Frequently asked questions
How many rounds does a Marlin 60 magazine hold?
The Marlin Model 60 uses a tubular magazine rated for 14 rounds of .22 Long Rifle ammunition. Some later production runs and the Marlin 795 detachable-box variant hold fewer rounds, so always confirm your specific model number before ordering a replacement.
What magazine capacity comes standard on a Remington 783?
The Remington 783 ships with a 4-round detachable box magazine for standard calibers like .270 Winchester and .30-06 Springfield. Magnum chamberings such as 7mm Remington Magnum and .300 Winchester Magnum typically use a 3-round magazine due to longer cartridge overall length.
Is it legal to buy a 10-round or higher capacity magazine in every state?
No. States including California, New York, Colorado, and New Jersey restrict magazine capacity to 10 rounds or fewer for many rifles, with some rules covering rimfire tube magazines too. Check your state attorney general's website before ordering any magazine over 10 rounds.
Can I put a higher-capacity magazine in my Marlin rimfire rifle?
Only if the magazine is designed for your exact model and action type. Tube-fed Marlins like the 60 or 795 cannot accept detachable box magazines without a factory or aftermarket conversion, and swapping components changes the rifle's legal classification in some states.
Why does my magazine only feed reliably when partially loaded?
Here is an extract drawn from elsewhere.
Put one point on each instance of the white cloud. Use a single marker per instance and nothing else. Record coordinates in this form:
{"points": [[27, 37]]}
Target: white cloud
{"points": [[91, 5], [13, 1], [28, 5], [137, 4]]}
This almost always points to spring fatigue or loading the magazine past its rated capacity, which over-compresses the spring and distorts feed lips. Load to two rounds under rated capacity for the first 20 cycles to reseat the spring, then test at full capacity.
Does a bigger magazine capacity hurt rifle reliability?
Higher-capacity magazines have longer springs that require more precise tolerances, so they are more sensitive to debris, cold weather, and manufacturing variance. For hunting rifles, a correctly fitted lower-capacity magazine is usually more reliable than a stretched high-capacity version.